2月の小売販売額の総販売額は前月比5.6%低下し、前年同月比2.1%増加しました。小売販売額の季節調整済総販売額は、前月比0.4%の低下、そして前年同月比1.3%の落ち込みとなりました。各種商品、織物・衣服・身の回り品、電気製品、そして燃料の業績は前年同月比で全体の販売額指数を下回りました。2月は中旬わずかに暖かい期間がありましたが、その他の期間はこの時期としては典型的な寒さに見舞われました。2月はまた春節で訪れていた観光客により、ある程度消費が上向きましたが、過去に経験したような売上の上昇にはつながりませんでした。従って、2月は上記にあげたような前向きな要素があったにもかかわらず、消費は弱含んだ結果となりました。

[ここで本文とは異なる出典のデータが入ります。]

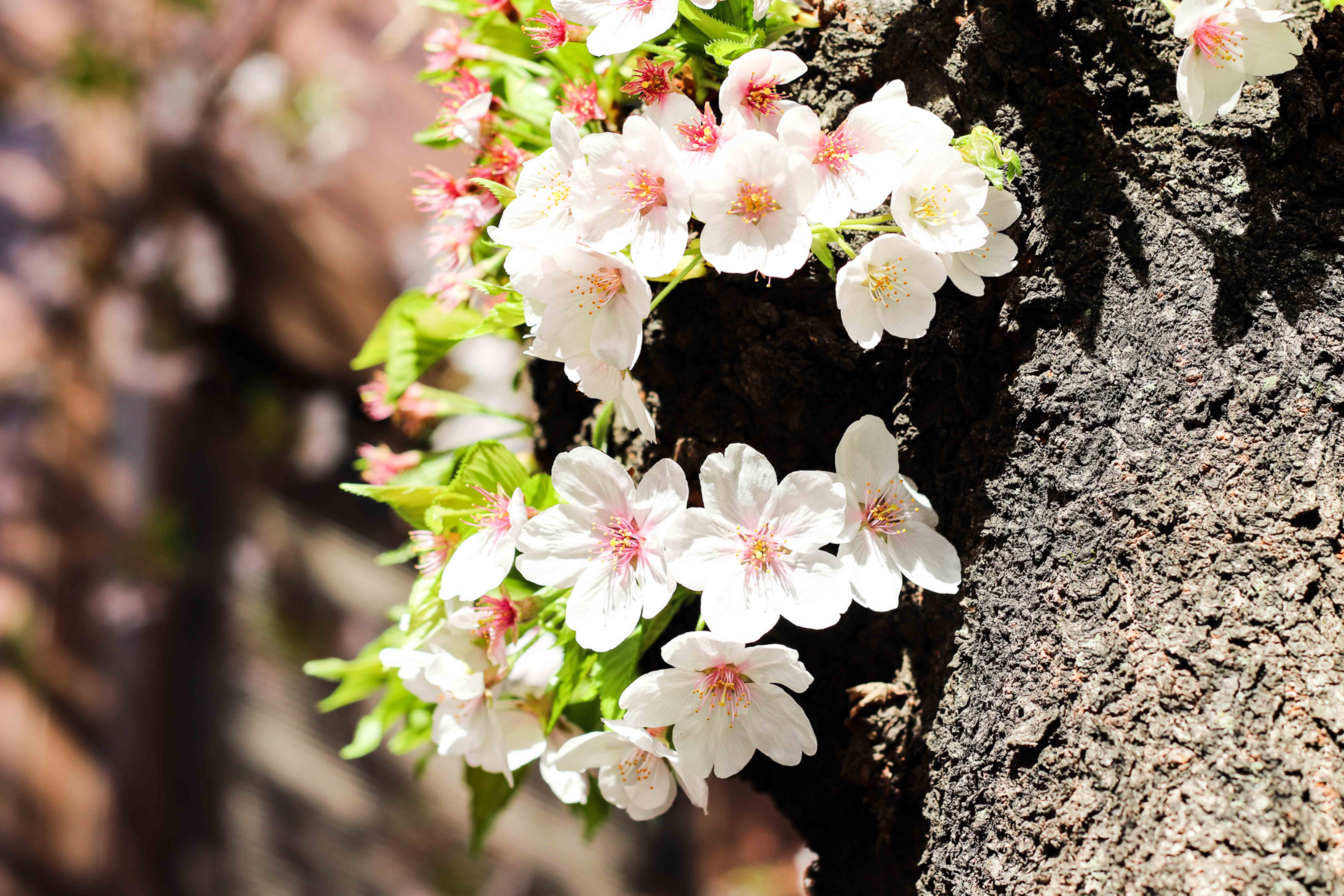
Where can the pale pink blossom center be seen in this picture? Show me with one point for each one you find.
(722, 688)
(753, 203)
(837, 150)
(701, 134)
(760, 549)
(620, 543)
(646, 191)
(1218, 42)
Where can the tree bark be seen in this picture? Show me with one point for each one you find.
(1134, 440)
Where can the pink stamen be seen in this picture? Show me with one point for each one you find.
(701, 134)
(433, 550)
(760, 550)
(1217, 41)
(837, 150)
(646, 193)
(622, 543)
(722, 688)
(763, 97)
(652, 83)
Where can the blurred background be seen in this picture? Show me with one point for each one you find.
(203, 210)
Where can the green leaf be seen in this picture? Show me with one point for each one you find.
(540, 492)
(572, 682)
(725, 50)
(616, 670)
(490, 796)
(502, 193)
(822, 250)
(411, 502)
(983, 148)
(376, 347)
(529, 100)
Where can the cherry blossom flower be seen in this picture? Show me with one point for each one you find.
(997, 257)
(581, 301)
(605, 383)
(619, 26)
(937, 202)
(432, 550)
(652, 83)
(638, 770)
(605, 543)
(753, 550)
(695, 135)
(889, 288)
(541, 216)
(467, 101)
(635, 194)
(725, 702)
(854, 163)
(1230, 42)
(479, 714)
(447, 48)
(752, 201)
(485, 558)
(752, 88)
(382, 464)
(500, 162)
(549, 32)
(581, 104)
(892, 523)
(491, 618)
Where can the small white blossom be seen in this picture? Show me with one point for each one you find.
(937, 201)
(753, 550)
(854, 163)
(541, 217)
(890, 520)
(997, 257)
(635, 194)
(725, 702)
(490, 721)
(889, 288)
(605, 543)
(752, 88)
(752, 201)
(1230, 43)
(638, 770)
(485, 558)
(607, 383)
(582, 301)
(619, 26)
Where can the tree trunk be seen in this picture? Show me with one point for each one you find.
(1134, 441)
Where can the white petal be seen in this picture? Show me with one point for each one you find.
(927, 558)
(777, 726)
(660, 698)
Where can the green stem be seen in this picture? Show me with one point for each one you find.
(874, 220)
(527, 65)
(881, 229)
(687, 269)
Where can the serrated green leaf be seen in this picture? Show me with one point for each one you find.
(505, 194)
(411, 502)
(616, 670)
(540, 492)
(490, 797)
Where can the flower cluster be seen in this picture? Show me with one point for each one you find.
(597, 187)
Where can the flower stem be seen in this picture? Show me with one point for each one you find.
(871, 220)
(686, 269)
(884, 229)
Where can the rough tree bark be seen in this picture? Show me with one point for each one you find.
(1134, 441)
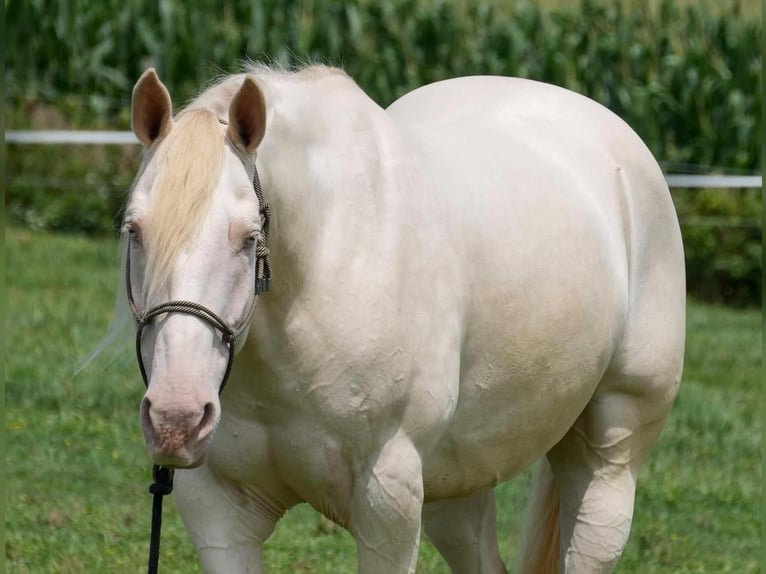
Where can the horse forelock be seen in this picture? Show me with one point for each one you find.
(188, 164)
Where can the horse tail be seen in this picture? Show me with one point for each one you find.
(540, 553)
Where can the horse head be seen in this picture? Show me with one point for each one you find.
(193, 227)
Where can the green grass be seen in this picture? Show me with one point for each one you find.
(77, 473)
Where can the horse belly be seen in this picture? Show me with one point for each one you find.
(544, 259)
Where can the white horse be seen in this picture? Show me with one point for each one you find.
(486, 273)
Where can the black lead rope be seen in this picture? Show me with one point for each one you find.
(162, 486)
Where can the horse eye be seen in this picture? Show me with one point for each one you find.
(249, 242)
(132, 231)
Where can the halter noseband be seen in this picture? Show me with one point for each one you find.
(229, 335)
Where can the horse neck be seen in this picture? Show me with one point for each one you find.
(321, 167)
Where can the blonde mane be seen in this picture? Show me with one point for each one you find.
(189, 162)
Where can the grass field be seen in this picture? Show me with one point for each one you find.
(77, 473)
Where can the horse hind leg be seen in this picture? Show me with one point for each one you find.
(596, 465)
(464, 530)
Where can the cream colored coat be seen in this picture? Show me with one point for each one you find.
(488, 272)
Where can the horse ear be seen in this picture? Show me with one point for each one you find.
(247, 116)
(152, 108)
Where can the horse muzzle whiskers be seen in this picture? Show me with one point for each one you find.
(178, 435)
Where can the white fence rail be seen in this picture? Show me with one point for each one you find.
(126, 138)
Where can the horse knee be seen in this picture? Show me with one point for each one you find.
(386, 507)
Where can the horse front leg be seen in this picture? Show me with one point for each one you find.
(228, 524)
(386, 507)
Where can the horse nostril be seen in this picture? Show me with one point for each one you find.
(146, 406)
(207, 422)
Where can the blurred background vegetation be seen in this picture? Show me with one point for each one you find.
(685, 75)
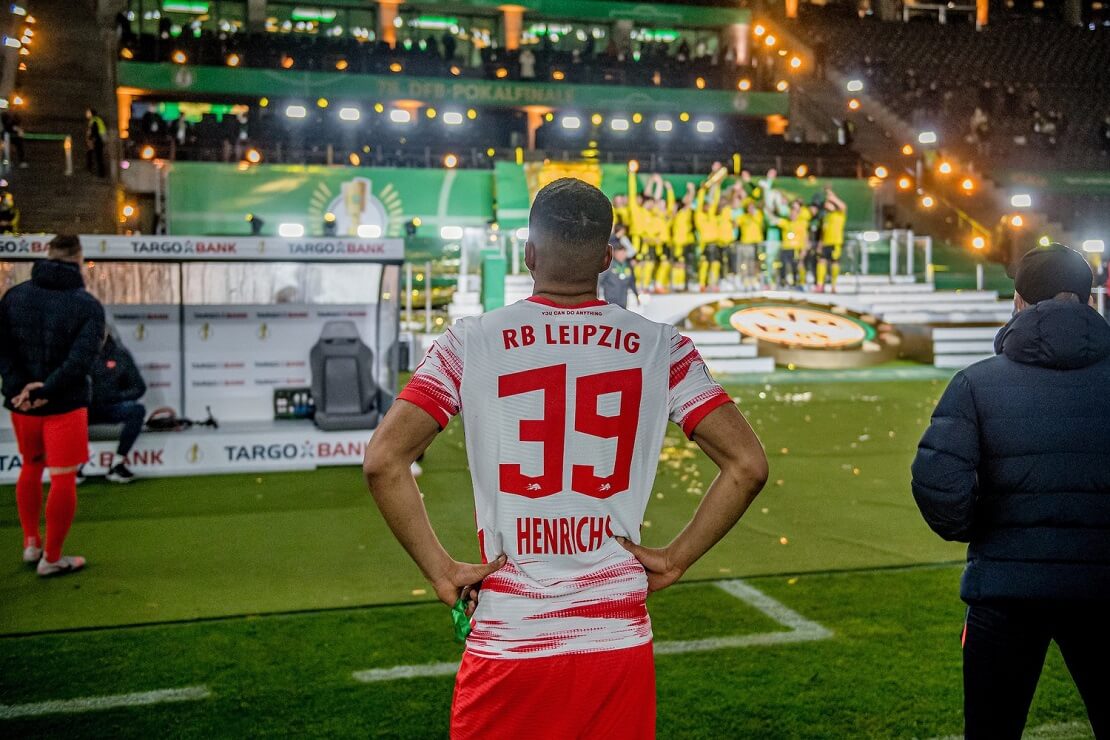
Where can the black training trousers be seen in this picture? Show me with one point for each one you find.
(1005, 644)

MasterCard Advisors, Market Insights部門のシニア・バイス・プレジデント、サラ・クインラン(Sarah Quinlan)は次のように述べています。
「旧正月で、中国人観光客が日本を訪れ、日本への観光客が増加したにもかかわらず、支出の面ではそれほど大きく伸びませんでした。2月は閏年のため、平年に比べて1日日が多く、本来なら小売販売額に寄与するはずでしたが、季節調整済の販売額は、実際には前年比では1.3%減少しました。従って、マイナス金利にもかかわらず、それに対して消費者が実際にうまく反応しているかというと思ったほどの効果が出ていないということになり、これは非常に大きな意味を持っていると思います。」

寒くなったことが原因で、織物・衣服・身の回り品は、小売販売額の伸び率よりも販売額が増加し、販売額の伸び率は各セクター中最大でした。

電気製品の販売額は、著しく低下し、年率で過去7ヶ月中6ケ月、ずっとマイナスで動いています。

燃料の販売額は落ち込みました。燃料費の低下により消費者にとってコスト効率がよくなった割に、追加の消費にはつながりませんでした。

サラ・クインランはさらにこう述べています。
「日本は基本的に失業率が非常に低く、殆どの人が職業を持っており、マイナス金利でただでお金を借りられるような状態であるにもかかわらず、2月の消費者の貯蓄率が上がっているということは、非常に興味深いことです。今後日本が直面する新たな課題は、円高により、中国人観光客の日本への旅行費用がさらに上がって来るという点です。」

SpendingPulseは既に米国、英国、カナダ、ブラジルでサービスを提供しており、昨年は香港でローンチされました。MasterCard Advisorsは他の組織が提供する消費者動向よりも早くレポートを提供します。米国ではマクロ経済動向のレポートとして最も引用されているレポートの1つで、主要な国際的メディアが情報源として頻繁に利用しています。